Because at the end of the day yoga is not about the postures or the stretching. It's about radical love and acceptance and deep knowing (Chit Ananda for those of you who know).


And Brian shows me that every single day. He shows me that when I roll over and poke him awake. When I sing the same four bars of one song for a month. When I spend the entire morning writing instead of cleaning the house like I said I would.

He shows me that because he loves me. Because he loves me despite all the weird, annoying things I do. Even because of all the weird, annoying things I do. He loves me even though I'm not perfect.

So suddenly, moving my body through a serious of contrived poses* in order to know that feels sort of meaningless in comparison. (*I'm actually putting this one at the end because lord the can of worms it's going to open.)

And I'm okay with that for now, for Brian to be my yoga. Because he's—our relationship—is pushing me to grow in ways asana never can. Never has.

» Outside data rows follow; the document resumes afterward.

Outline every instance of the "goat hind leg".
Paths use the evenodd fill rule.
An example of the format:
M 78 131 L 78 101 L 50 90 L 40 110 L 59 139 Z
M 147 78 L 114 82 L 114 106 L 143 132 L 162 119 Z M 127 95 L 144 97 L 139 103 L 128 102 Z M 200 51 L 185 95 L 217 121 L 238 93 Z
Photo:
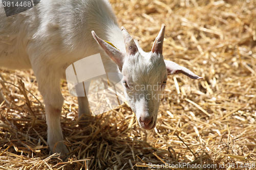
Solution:
M 44 69 L 45 72 L 42 72 Z M 63 139 L 60 126 L 60 118 L 64 101 L 59 85 L 60 78 L 56 75 L 57 71 L 47 71 L 50 68 L 37 70 L 40 72 L 36 72 L 36 70 L 34 72 L 39 91 L 45 104 L 48 143 L 50 150 L 51 153 L 60 153 L 61 155 L 63 155 L 69 152 L 62 142 Z M 47 75 L 47 76 L 45 76 Z

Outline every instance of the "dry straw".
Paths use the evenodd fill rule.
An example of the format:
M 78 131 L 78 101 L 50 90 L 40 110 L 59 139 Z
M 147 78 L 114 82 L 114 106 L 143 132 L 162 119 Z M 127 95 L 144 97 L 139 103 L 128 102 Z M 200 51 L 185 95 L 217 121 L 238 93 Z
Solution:
M 253 166 L 256 1 L 111 3 L 120 26 L 146 51 L 164 23 L 165 59 L 205 78 L 169 76 L 157 125 L 151 131 L 139 128 L 126 103 L 89 120 L 78 120 L 77 99 L 70 95 L 63 81 L 61 121 L 71 156 L 62 162 L 49 155 L 43 101 L 32 71 L 2 69 L 2 91 L 12 106 L 0 105 L 0 169 L 148 169 L 165 163 L 187 163 L 168 167 L 172 169 L 199 169 L 188 166 L 196 164 L 208 165 L 201 169 L 214 169 L 211 165 L 215 169 L 234 169 L 231 163 L 238 166 L 236 169 Z

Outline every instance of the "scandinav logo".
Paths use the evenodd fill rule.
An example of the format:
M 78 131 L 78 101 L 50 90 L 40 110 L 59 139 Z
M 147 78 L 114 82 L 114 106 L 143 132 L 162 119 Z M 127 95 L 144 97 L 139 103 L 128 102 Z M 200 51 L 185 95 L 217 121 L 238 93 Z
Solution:
M 66 74 L 70 93 L 87 96 L 94 115 L 112 110 L 125 101 L 122 74 L 106 73 L 99 53 L 75 62 L 67 68 Z
M 37 5 L 40 0 L 2 0 L 6 16 L 27 11 Z

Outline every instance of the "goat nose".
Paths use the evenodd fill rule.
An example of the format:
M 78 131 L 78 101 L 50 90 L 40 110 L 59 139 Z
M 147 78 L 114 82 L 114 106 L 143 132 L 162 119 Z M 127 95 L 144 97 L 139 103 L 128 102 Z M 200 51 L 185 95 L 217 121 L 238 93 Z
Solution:
M 151 122 L 152 122 L 152 119 L 153 119 L 153 117 L 140 117 L 140 120 L 145 124 L 145 125 L 147 125 L 150 124 Z

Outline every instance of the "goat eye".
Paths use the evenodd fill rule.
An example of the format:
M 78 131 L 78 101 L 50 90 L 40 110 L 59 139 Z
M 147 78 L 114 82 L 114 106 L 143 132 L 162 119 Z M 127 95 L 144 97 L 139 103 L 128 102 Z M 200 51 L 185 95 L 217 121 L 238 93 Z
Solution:
M 128 84 L 127 84 L 127 83 L 126 83 L 126 81 L 123 81 L 123 84 L 124 85 L 124 86 L 125 86 L 125 87 L 129 87 Z

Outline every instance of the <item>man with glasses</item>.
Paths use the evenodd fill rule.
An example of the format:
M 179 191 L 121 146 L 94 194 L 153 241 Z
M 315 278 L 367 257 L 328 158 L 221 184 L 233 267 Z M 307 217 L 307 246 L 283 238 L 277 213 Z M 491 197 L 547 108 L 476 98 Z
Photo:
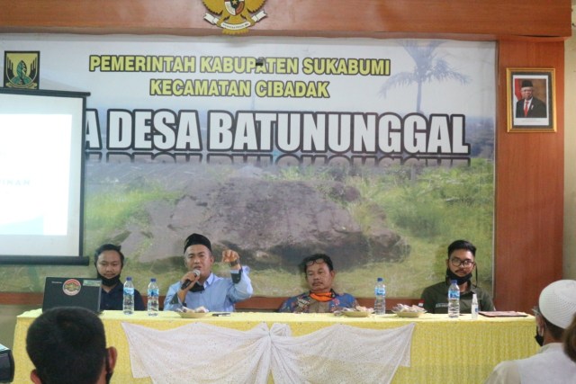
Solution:
M 94 254 L 94 264 L 98 279 L 102 280 L 100 310 L 122 310 L 124 285 L 120 274 L 124 267 L 124 254 L 120 246 L 104 244 Z M 134 290 L 134 309 L 146 310 L 142 295 Z
M 428 313 L 448 313 L 448 288 L 455 280 L 460 287 L 460 313 L 470 313 L 472 299 L 478 298 L 478 310 L 494 310 L 490 294 L 472 283 L 472 272 L 476 267 L 476 247 L 466 240 L 456 240 L 448 246 L 446 276 L 444 281 L 422 291 L 424 309 Z
M 560 280 L 540 293 L 536 317 L 538 353 L 522 360 L 502 362 L 496 366 L 485 384 L 576 382 L 576 363 L 562 349 L 565 329 L 576 315 L 576 281 Z
M 300 268 L 310 290 L 284 301 L 279 312 L 330 313 L 342 308 L 356 308 L 358 302 L 348 293 L 337 293 L 332 284 L 336 271 L 332 259 L 323 254 L 305 257 Z

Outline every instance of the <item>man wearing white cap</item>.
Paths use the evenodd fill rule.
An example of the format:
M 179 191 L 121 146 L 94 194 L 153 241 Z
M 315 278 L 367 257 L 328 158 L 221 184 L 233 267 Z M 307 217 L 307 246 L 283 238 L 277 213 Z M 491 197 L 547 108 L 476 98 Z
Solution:
M 576 364 L 564 353 L 562 344 L 564 329 L 576 314 L 576 281 L 560 280 L 548 285 L 534 311 L 544 346 L 527 359 L 500 362 L 485 384 L 576 383 Z

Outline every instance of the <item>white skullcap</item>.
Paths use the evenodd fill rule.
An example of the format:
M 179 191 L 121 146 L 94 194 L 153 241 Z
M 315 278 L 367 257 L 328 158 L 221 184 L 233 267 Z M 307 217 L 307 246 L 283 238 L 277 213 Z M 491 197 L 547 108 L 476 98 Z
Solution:
M 565 329 L 576 314 L 576 280 L 559 280 L 540 293 L 540 313 L 552 324 Z

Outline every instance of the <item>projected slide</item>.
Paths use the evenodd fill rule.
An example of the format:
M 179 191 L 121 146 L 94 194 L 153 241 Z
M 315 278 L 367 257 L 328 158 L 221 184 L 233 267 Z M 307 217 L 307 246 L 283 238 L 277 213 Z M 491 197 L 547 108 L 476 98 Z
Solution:
M 0 115 L 0 235 L 67 234 L 71 130 L 70 115 Z
M 0 88 L 0 261 L 82 255 L 87 94 Z

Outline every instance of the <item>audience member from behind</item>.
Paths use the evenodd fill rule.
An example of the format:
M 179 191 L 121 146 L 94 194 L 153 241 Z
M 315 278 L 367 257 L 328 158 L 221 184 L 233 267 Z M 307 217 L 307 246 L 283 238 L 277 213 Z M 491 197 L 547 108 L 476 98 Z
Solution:
M 472 283 L 472 272 L 476 268 L 476 247 L 466 240 L 456 240 L 448 246 L 446 276 L 444 281 L 431 285 L 422 291 L 424 308 L 428 313 L 448 313 L 448 288 L 455 280 L 460 287 L 460 313 L 471 313 L 472 299 L 478 298 L 478 310 L 494 310 L 490 294 Z M 478 272 L 476 272 L 478 273 Z M 478 274 L 476 274 L 478 281 Z
M 26 351 L 34 383 L 109 383 L 116 348 L 106 348 L 104 327 L 92 311 L 77 307 L 49 309 L 28 328 Z
M 214 256 L 210 240 L 196 233 L 190 235 L 184 246 L 184 263 L 188 272 L 168 289 L 164 310 L 204 307 L 211 312 L 234 311 L 237 302 L 252 296 L 250 269 L 240 265 L 240 256 L 230 249 L 222 252 L 222 263 L 229 263 L 231 279 L 212 273 Z
M 336 271 L 328 255 L 315 254 L 305 257 L 300 263 L 300 268 L 306 276 L 310 291 L 288 299 L 282 304 L 279 312 L 325 313 L 358 306 L 354 296 L 337 293 L 332 289 Z
M 576 364 L 564 353 L 562 344 L 564 329 L 576 314 L 576 281 L 560 280 L 548 285 L 540 293 L 534 312 L 544 346 L 527 359 L 500 362 L 486 384 L 576 382 Z
M 102 280 L 100 310 L 122 310 L 124 285 L 120 273 L 124 267 L 124 255 L 119 246 L 104 244 L 94 254 L 94 264 L 98 279 Z M 134 290 L 134 309 L 145 310 L 142 295 Z
M 576 315 L 564 331 L 564 352 L 576 363 Z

And if I've learned anything from all the horrible, no good things yoga has helped me overcome, it's that—life is short. And if I've learned anything from yoga, it's—when you find something that lights you up inside, that so perfectly reflects your brilliance, and so so gently pushes against your growing spots you should hold on to that thing like holy heck.

So, that's what I'm doing.

I'm holding on to Brian like holy heck. And I'm taking walks, and writing, and meditating. And I'm doing just fine.

I'm doing more than just fine. I'm doing fantastic. And isn't that sort of the point of yoga, anyway?

XO,
Sara

*Hey guys can we all just admit that the system of yoga we practice in the West is relatively new and based solely on the ideas of a handful of men? Indian men. Indian men who did not have large boobs and short arms and birthing hips. Indian men who sometimes hit their students with sticks if they were misaligned. Can we all also agree that this is a little crazy? And that maybe we shouldn't be sooo concerned about exactly replicating those poses. And maybe we should stop giving people the stink-eye when they don't really want to do an Eye of the Tiger practice or be the Valedictorian of Asana or could careless about standing on their heads for ten minutes at the time. Because there are other things to life besides yoga. Other things are just as worthy and valuable. And being a yogi does not make you better, or more enlightened, than anyone else. In fact it probably makes you a little worse off in some ways (according the that book that was on the NY Times Bestseller list), especially if you live in the South, where you get the stink-eye for being a yogi. And could we also stop with all the competing and focusing just on asana? Because there are seven other limbs. SEVEN!

**And also could we realize that the above rant does not secretly refer to anyone I know personally or to either of the kulas I've been a part of, but just to the general air of yoga in general, generally speaking?